Per un Pac, che per sua natura è un investimento a lungo termine, è fondamentale investire in un paniere il più possibile ampio e diversificato, che non risenta dei cicli di mercato di un singolo settore o di un singolo Paese. Gli Etf globali, ad esempio, che replicano indici come l'Msci World, offrono proprio questa caratteristica, riducendo il rischio di entrare sul mercato "al momento sbagliato" e permettendo di beneficiare della crescita economica mondiale.
La crescente domanda di Pac in Etf ha spinto banche e broker a competere offrendo soluzioni sempre più convenienti. Oggi, è possibile costruire un piano di accumulo con commissioni di acquisto molto basse, o addirittura azzerate. Alcuni esempi? Directa: È stata pioniera in Italia offrendo un Pac automatico in Etf con zero costi di esecuzione su una vasta lista di strumenti convenzionati. È una soluzione ideale per chi vuole avere il pieno controllo e agire in autonomia. Fineco: Con il servizio Piano Replay, permette di creare un Pac su Etf con la possibilità di ribilanciamento automatico. L'offerta è particolarmente vantaggiosa per gli under 30, che possono usufruire del servizio gratuitamente. Moneyfarm: Ha recentemente lanciato il suo Pac in Etf automatico, che si aggiunge al servizio di gestione patrimoniale.
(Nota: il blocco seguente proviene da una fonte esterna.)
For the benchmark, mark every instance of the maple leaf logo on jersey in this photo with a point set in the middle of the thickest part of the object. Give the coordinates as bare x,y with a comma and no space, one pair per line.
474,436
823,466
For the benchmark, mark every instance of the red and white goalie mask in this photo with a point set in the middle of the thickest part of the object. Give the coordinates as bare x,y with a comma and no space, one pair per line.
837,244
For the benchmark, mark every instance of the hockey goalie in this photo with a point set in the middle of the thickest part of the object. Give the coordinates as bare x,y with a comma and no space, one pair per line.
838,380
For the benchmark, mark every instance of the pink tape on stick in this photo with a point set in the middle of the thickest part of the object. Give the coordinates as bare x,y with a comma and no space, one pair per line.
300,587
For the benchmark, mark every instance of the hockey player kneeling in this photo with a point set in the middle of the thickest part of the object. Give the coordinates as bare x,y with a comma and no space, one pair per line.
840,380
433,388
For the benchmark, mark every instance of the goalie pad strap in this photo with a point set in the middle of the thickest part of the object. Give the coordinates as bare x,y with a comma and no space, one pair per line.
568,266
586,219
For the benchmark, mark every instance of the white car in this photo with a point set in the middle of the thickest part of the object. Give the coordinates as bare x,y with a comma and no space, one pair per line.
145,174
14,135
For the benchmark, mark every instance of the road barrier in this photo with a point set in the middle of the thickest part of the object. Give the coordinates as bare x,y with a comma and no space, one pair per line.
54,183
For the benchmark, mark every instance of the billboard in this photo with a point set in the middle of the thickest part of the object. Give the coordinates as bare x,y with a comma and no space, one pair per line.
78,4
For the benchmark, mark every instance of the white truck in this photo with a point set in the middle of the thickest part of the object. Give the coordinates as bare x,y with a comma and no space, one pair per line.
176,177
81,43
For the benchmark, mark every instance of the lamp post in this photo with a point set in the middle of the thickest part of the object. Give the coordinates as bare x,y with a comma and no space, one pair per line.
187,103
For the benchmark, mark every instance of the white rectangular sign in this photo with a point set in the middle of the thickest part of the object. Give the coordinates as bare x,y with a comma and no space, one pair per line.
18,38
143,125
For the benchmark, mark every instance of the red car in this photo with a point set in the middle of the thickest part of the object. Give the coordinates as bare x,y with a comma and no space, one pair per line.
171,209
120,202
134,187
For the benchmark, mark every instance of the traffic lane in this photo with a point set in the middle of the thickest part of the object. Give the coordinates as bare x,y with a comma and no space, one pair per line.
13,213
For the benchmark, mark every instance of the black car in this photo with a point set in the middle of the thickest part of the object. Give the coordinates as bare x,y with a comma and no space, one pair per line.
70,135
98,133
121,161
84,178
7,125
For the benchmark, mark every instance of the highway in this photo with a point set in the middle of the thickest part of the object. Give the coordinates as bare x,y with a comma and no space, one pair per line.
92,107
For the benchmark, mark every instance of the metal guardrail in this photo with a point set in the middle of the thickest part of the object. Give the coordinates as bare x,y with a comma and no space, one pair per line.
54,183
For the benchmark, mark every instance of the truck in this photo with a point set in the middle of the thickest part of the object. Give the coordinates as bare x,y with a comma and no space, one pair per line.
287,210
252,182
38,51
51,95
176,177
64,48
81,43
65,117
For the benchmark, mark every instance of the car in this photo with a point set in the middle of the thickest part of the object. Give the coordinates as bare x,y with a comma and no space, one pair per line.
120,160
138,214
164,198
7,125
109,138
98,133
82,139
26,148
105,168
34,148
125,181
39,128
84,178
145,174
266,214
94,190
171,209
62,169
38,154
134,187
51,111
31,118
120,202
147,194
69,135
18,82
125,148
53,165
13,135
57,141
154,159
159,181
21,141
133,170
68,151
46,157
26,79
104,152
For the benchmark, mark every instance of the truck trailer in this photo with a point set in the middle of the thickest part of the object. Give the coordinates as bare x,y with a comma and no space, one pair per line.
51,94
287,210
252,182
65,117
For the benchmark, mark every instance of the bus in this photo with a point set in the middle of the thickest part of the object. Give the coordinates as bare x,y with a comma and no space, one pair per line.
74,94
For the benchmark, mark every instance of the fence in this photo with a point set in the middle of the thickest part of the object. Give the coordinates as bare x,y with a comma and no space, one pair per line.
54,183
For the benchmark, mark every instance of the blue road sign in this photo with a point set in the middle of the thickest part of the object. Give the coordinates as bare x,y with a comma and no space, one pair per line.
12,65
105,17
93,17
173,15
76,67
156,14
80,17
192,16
Con versamenti a partire da 10 euro e commissioni di acquisto azzerate, si posiziona come una valida alternativa per chi cerca semplicità e automazione.
Ma sono sempre più numerose le banche e le piattaforme (Trade Republic, Scalable, Revolut…) che offrono la possibilità di sottoscrivere dei Pac in etf o comunque tutte consentono di negoziare gli etf e naturalmente un aspetto importante prima di sottoscrivere un pac è valutare i costi sia dello strumento sottostante che quelli diretti e indiretti come spese fisse o di negoziazione.
La scelta della piattaforma dipende dalle esigenze di ciascuno, ma il punto fermo rimane l'importanza di investire in strumenti diversificati e con costi contenuti. Per un investimento di lungo periodo, è fondamentale scegliere un paniere che non sia troppo tematico o «alla moda» secondo SoldiExpert SCF ma che rifletta una diversificazione ampia a livello di settori e Paesi. Questo è il miglior antidoto contro la volatilità e le mode del momento.
«Come consulenti finanziari indipendenti ovvero soggetti iscritti all’Albo Ocf (obbligatorio per chi in Italia fornisce consigli di investimento)», spiega Gaziano, «forniamo un’ampia consulenza senza conflitti di interesse (siamo pagati solo a parcella e non riceviamo commissioni sui prodotti o strumenti consigliati) a piccoli e grandi investitore e supportiamo i clienti nella scelta del Pac migliore a partire dalla scelta dell’intermediario e poi degli strumenti migliori o valutiamo se già sono stati attivati dei Pac magari in fondi di investimento se superano la valutazione costi-benefici».